Freitas, Reynolds and Twibell all agree that in this kind of situation, the real value will reside not in the physical object, but in its design. Consumers would download the design of an object and replicate it themselves, rather than go out and buy it.

Patent issues will also emerge with self-replicating nanotechnologies, especially if those technologies are designed to adapt to new surroundings. “If evolution occurred in a, say, patent grain,” he said, “if the patent grain evolves over time, where does the patent stop?”

This has led some researchers to argue that an “open source” approach to nanotechnology is more feasible. Similar to the software design community of the same name, developers and researchers would collaborate on designs without any one person or company holding a patent or copyright on it.

“There are a lot of good reasons for an open source approach,” Reynolds said. “It tends to be more robust, less ‘buggy.'”

And, if it is so easy to copy things, he added, open source may be the only viable commercial approach.
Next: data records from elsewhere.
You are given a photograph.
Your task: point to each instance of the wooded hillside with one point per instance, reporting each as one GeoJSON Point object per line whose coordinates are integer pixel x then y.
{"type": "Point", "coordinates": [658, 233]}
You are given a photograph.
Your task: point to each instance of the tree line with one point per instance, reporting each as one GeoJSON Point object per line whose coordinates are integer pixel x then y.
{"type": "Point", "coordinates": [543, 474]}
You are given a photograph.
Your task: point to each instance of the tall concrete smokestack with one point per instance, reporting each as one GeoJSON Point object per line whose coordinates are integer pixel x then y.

Freitas, on the other hand, argues that while open source, “in some selected areas might have some utility” — such as in developing kernels for nanotechnology tools — he doesn’t believe it can provide enough incentive to lead to major new developments in nanotechnology.

Some of the other big legal headaches are likely to emerge when scientists perfect replicating, or self-replicating, nanotechnology.
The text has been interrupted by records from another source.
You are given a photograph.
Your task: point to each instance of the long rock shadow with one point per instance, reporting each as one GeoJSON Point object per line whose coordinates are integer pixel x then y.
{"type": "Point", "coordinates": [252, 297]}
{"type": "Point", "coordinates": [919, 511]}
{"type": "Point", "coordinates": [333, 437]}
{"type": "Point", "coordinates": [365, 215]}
The U.S. Department of Defense is spending prolifically on such nanotechnology research, which could be used to disrupt enemy communications or disable weapons systems and equipment. The fear is that defense researchers will develop and release a self-replicating nanorobot without knowing how to shut it down, devouring matter to recreate itself in a formless mass of nanoparticles sometimes referred to as “gray goo.”

Existing international regimes designed to prevent the use of chemical and biological weapons may have to be re-examined and rewritten to ban the development or use of such technology.

A more benign application of replicating nanotechnology would allow manufacturers to build things atom by atom, rather than the present method of taking hunks of metal or wood and reducing them to the proper size and form.

Such manufacturing technologies would be extremely clean, with little or no environmental pollution. As a result, as such technology becomes cheaper and more prevalent, “(environmental) laws could actually even tighten up,” Freitas said.

And while such a “ground up” approach to manufacturing should lower production costs, the development costs to get there could be huge, effectively leaving developing countries left with legacy industries that can’t compete. Twibell believes such a prospect means nanotechnology will affect trade law, “definitely at the global level.”

But Reynolds is a bit more sanguine. “It’s something to worry about, I suppose, but it’s not assured,” he said. He argues that development could actually go the other way, and cites India’s emergence as a center for call centers and software development as an example of how technologies created in developed countries can be embraced by developing ones, with positive economic results. “If you can get the technology to them,” he said, “people will do better, not worse.”

Given the pace of development occurring within nanotechnology, it is expected that the law will find itself at odds with these new technologies sooner than some may think. “That’s going to affect all of us in our lifetime, certainly in our professional lifetime,” Freitas said.